Analisando os três tipos de tratamento para redução de sulfato, conclui-se que o método que mais se mostrou eficiente para o efluente de sulfonação foi o da precipitação do mineral etringita, pois foi o único método que alcançou resultado em altos níveis de concentração de sulfato independente da origem do efluente. Pretende-se agora, avaliar a viabilidade econômica e operacional para tratamento do efluente em questão para escolher qual tratamento é mais viável em todas as esferas: ambiental, técnica e econômica.

4.0. REFERÊNCIAS BIBLIOGRÁFICAS:

ALMEIDA, Edna; ASSALIN, Márcia Regina; DURÁN, Nelson. Tratamento de efluentes industriais por processos oxidativos na presença de ozônio. Química Nova vol.27, no.5. São Paulo. 2004

APHA. - Standart Methods For The Examination Of Water And Wastewater.16ed.Washigton, 1985.1268p

GIORDANO, Gandhi, Tratamento e Controle de Efluentes Industriais, Rio de Janeiro, RJ, p. 5-6, 2004.

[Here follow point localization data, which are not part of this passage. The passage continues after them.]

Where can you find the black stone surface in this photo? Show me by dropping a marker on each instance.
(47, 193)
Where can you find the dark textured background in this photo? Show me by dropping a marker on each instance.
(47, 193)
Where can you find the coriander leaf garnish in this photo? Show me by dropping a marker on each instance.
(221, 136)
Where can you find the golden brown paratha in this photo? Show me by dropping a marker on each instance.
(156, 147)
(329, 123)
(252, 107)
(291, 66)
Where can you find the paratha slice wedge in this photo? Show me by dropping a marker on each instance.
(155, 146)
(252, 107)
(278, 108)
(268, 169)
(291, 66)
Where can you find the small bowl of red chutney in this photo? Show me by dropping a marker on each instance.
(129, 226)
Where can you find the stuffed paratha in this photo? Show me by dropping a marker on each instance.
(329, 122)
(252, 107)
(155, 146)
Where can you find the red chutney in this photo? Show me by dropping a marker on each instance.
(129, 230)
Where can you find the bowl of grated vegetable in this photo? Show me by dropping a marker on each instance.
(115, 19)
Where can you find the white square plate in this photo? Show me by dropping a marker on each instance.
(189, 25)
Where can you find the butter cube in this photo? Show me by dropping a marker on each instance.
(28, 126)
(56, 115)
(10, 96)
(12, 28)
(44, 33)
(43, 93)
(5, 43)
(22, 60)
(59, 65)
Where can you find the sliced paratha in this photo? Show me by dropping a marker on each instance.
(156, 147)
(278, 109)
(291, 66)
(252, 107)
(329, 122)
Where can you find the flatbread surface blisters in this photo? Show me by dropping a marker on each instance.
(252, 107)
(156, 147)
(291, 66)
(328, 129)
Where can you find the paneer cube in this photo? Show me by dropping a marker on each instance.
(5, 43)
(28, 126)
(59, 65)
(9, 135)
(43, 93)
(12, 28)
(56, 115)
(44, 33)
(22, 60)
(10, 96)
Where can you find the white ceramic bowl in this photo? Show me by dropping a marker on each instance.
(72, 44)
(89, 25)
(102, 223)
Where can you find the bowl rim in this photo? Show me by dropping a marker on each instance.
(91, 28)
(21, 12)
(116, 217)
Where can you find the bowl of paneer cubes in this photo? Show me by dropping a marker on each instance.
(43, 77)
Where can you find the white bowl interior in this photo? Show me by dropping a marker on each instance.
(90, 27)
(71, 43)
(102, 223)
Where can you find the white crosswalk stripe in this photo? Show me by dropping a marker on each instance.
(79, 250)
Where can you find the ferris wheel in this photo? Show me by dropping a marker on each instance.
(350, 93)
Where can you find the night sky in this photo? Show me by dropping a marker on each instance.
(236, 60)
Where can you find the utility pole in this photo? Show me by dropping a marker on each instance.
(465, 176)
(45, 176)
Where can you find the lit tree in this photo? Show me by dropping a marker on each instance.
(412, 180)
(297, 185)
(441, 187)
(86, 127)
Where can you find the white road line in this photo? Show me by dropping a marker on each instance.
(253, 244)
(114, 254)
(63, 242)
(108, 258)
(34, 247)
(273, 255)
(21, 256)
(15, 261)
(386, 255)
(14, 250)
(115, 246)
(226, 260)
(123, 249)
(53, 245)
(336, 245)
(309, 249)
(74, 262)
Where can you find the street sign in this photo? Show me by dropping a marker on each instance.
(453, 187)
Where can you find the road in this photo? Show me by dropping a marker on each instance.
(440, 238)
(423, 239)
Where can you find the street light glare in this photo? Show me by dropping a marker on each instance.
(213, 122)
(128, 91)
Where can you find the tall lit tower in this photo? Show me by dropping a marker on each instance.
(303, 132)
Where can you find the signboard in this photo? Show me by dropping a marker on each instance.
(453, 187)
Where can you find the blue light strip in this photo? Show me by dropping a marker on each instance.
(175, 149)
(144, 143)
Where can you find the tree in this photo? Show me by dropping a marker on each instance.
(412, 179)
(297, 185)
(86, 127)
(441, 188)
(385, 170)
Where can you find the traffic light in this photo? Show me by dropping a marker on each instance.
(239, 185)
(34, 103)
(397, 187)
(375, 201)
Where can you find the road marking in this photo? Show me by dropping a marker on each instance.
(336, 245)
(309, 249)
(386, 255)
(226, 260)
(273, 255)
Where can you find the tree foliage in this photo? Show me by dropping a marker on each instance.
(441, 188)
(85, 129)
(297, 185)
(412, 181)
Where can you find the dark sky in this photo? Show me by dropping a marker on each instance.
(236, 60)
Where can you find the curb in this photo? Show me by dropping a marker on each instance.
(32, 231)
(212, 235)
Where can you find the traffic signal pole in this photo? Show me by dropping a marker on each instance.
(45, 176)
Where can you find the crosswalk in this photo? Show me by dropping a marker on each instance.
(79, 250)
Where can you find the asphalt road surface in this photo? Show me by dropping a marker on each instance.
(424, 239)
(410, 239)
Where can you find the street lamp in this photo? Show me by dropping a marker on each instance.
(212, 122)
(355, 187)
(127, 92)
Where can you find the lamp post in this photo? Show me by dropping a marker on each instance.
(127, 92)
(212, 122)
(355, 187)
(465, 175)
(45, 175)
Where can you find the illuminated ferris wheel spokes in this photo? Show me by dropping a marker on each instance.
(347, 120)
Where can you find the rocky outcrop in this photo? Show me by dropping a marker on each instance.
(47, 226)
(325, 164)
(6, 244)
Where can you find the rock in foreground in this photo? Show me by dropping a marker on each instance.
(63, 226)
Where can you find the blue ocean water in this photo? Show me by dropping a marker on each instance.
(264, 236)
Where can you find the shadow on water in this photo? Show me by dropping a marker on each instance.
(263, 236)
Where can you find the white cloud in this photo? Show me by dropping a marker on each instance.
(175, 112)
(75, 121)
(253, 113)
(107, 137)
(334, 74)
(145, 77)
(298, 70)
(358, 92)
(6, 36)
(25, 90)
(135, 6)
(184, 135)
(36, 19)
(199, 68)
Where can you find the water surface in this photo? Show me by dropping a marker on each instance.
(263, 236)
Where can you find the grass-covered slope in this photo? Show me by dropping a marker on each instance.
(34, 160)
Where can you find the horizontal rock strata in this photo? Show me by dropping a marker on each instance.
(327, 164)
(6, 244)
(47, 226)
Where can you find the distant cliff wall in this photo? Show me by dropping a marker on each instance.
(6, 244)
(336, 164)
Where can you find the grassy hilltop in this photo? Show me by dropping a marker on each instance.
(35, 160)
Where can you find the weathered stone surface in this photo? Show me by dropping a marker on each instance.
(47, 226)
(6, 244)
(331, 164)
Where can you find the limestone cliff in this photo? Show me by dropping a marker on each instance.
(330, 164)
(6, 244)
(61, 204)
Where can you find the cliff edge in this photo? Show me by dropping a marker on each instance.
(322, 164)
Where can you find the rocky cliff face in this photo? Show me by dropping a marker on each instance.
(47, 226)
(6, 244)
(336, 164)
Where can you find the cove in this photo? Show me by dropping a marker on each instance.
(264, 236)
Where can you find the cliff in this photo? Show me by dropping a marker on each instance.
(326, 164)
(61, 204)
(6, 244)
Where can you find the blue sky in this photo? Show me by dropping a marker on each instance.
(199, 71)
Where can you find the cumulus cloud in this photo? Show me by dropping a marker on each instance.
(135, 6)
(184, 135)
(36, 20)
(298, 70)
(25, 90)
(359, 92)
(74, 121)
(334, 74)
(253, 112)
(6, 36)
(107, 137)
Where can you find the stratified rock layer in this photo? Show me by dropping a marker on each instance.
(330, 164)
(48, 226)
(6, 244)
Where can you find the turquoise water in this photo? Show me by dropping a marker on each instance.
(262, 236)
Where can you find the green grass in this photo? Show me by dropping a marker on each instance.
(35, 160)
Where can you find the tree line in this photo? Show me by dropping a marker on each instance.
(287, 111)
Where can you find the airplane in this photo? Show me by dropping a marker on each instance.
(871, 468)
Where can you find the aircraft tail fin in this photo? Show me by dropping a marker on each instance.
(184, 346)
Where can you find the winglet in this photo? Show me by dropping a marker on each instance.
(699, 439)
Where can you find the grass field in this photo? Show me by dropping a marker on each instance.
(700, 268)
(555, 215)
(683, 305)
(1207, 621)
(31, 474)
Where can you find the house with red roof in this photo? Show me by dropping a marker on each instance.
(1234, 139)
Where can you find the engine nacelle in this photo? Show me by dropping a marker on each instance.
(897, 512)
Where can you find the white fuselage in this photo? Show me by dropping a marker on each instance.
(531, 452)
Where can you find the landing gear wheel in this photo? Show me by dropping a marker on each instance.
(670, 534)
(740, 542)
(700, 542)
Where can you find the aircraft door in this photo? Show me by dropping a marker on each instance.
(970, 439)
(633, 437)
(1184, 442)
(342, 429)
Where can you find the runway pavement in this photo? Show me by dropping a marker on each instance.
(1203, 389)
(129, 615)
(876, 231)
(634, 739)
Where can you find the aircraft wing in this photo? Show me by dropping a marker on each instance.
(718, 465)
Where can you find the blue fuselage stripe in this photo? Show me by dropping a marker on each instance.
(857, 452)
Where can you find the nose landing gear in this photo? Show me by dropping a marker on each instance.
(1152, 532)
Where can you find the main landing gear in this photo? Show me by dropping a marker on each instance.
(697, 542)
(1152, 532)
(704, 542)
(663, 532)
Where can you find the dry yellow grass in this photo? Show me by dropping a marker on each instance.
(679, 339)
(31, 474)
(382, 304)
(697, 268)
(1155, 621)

KUNZ, Airton; PERALTA-ZAMORA, Patricio; DURÁN, Nelson. Novas Tendências No Tratamento De Efluentes Têxteis. Química Nova, vol.25 no.1, São Paulo, 2002.

NUNES, D.G. et al, Remoção De Íons Sulfato de Águas de Drenagem Ácida de Carvão Por Precipitação Química. 2003. Disponível em: < http://www.ufrgs.gov.br >. Acesso em: 10 ago. 2010.

SARTI, A. et.al.Remoção de Sulfato de Água Residuária Industrial Utilizando Reator
Anaeróbio de Leito Fixo Operado em Bateladas Seqüenciais. Revista de Engenharia Sanitária e Ambiental. Vol.13 - Nº 1 - jan/mar 2008, 15-22.